Эсэсовцы тоже ходили в кино. Тоже хохотали над Панду ром Гренком. И моего дядю, который продавал билеты в кассе кинотеатра, один ударил в лицо за то, что он сказал «Gehen Sie in die Front!», ибо не знал, что «стать в очередь» по-немецки «Schlange stehen», а не «in die Front gehen», и дядя таким образом оскорбил воинскую честь немецкого эсэсовца.
– Ребекка, – произнес я.
Таков уж этот мир, хотел я ей сказать. Он зиждется на равнодушии. Нас трогает разве что литература. Дурацкие, набранные буквами сентиментальные рассказы нас доводят до слез. А живая действительность, то, что происходит вокруг, здесь и сейчас, не трогает нас никогда.
– Что? – спросила она.
Я хотел ей сказать: «Сколько же миллионов человек ежедневно? Сколько их смотрит в лицо смерти? Скольким ежедневно выбивают зубы? Сколько теряет жизнь – мужчин, женщин, детей, человеческих эмбрионов? А мир сидит в кинотеатре и хохочет. Да, потому что он выстроен на равнодушии. Возможно, придет однажды и его черед. Лучшего он не заслуживает».
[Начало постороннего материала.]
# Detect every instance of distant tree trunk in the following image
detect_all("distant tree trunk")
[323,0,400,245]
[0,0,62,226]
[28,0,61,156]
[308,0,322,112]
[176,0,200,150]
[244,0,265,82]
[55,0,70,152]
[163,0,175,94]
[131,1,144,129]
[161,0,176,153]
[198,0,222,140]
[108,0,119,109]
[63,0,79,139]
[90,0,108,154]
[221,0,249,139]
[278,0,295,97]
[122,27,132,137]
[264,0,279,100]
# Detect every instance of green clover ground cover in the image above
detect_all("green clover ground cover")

– Как ты все это вынесла? – спросил я. – И не сошла с ума?
– Это инстинкт, инстинкт самосохранения, – ответила Ребекка. – Я шла к этим воротам, стояла в очереди перед эсэсовцем, он копался в чемодане, забрал зеркальце и книжку Сейферта.[15] А потом я начала толкаться и потащилась, как и все остальные. До самого Терезина. И все время ждала, когда меня убьют. Но мне везло… И все время хотелось спать – это у меня до сих пор.
– Что именно?
– Лучше всего мне вечером, когда лежишь в постели и вот-вот уснешь. Мне кажется, это самое лучшее, что есть у человека на свете.
– Но…
– Когда медленно-медленно засыпаешь и говоришь себе: наплевать теперь на все. Буду спать и, может, завтра не проснусь. Может, ночью умру.
– Ребекка!
– Что?
– Я… – Но ведь мы не можем быть совсем равнодушными. Нет ни одного человека, равнодушного абсолютно. Человек лишь забывает. Он всего лишь наивен и временами глуп. Лишь смешон. Лишь бессилен. Почти бессилен. Но ведь…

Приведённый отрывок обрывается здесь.